One aspect to take into consideration is that the increasingly extensive use of simple monitoring systems could lead to a data overload exceeding the assessment capabilities of medical facilities.

Challenges and Future Directions

Healthcare is developing towards a more patient-focused model (Fig. 4). Despite the big potential in better addressing healthcare requirements in this context, allowing for early medical response to device alerts RM is still underused in clinical practice [2].

Fig. 4
figure 4

Centralized patient healthcare model (healthcare provider (HCP))

Future developments should focus on technologies which could help to overcome the actual limitations of RM, namely, filtering the large amount of transmitted data to triage patients at risk improving feasibility and efficiency. Artificial intelligence, e.g., which additionally could support diagnostic and treatment decisions including predicting arrhythmias or other cardiovascular diseases, could play a key role in the near future according to that challenge [85, 86]. Supplementary, to streamline the evaluation of RM data, it would be desirable to use a platform capable of integrating data from different manufacturers.

Wearable devices have recently been shown to be able to detect arrhythmias in unselected collectives of the population. Therefore, it is legitimate to think that in the near future, RM could be entrusted to WDs in some if not the majority of patients without an indication for CIEDs. However, data on efficacy of WD in clinical routine is still limited, and further studies are needed in this setting.

Conclusions

The use of remote monitoring in PM, ICD, and CRT devices, complementary to IO follow-ups, has led to an increase in patient satisfaction, an improvement in their quality of life, and greater adherence to the follow-up schedule. Instead, RCTs in this setting demonstrated neutral or discordant results regarding patient outcomes. Other devices with the sole purpose of monitoring, such as ILR and CardioMEMS, certainly provide an improvement in early diagnostics especially in CHF patients.

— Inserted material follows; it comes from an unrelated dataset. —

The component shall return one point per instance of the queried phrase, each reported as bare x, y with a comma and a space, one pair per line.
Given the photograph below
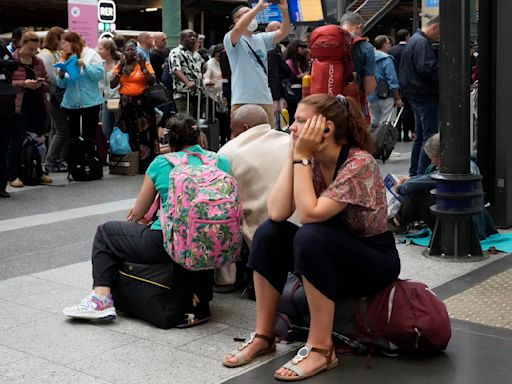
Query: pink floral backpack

Daily data transmission seems to be determinant to make RM able to improve patient outcome. However, a large amount of data must be continuously evaluated by the healthcare staff, who must react promptly by offering patients the necessary therapy. Centers able and willing to offer remote monitoring must therefore provide sufficient specialized personnel with the necessary technical equipment that must be updated continuously. Thus, it is of primary importance to carefully select patients, favoring those at risk, such as patients with more depressed LVEF, which are likely to benefit most from RM.

Furthermore, the patient’s potential adherence should be also considered a selection factor for RM, as this is directly correlated with the chances of survival.

The daily review of such amount of RM data could suggest an increase in costs. Conversely, reducing IO follow-up visits and hospitalizations could ultimately lead to a reduction in the overall costs.

Ultimately, future technical developments as integration of artificial intelligence algorithms will provide crucial solutions to overcome current problems in feasibility and efficiency of RM.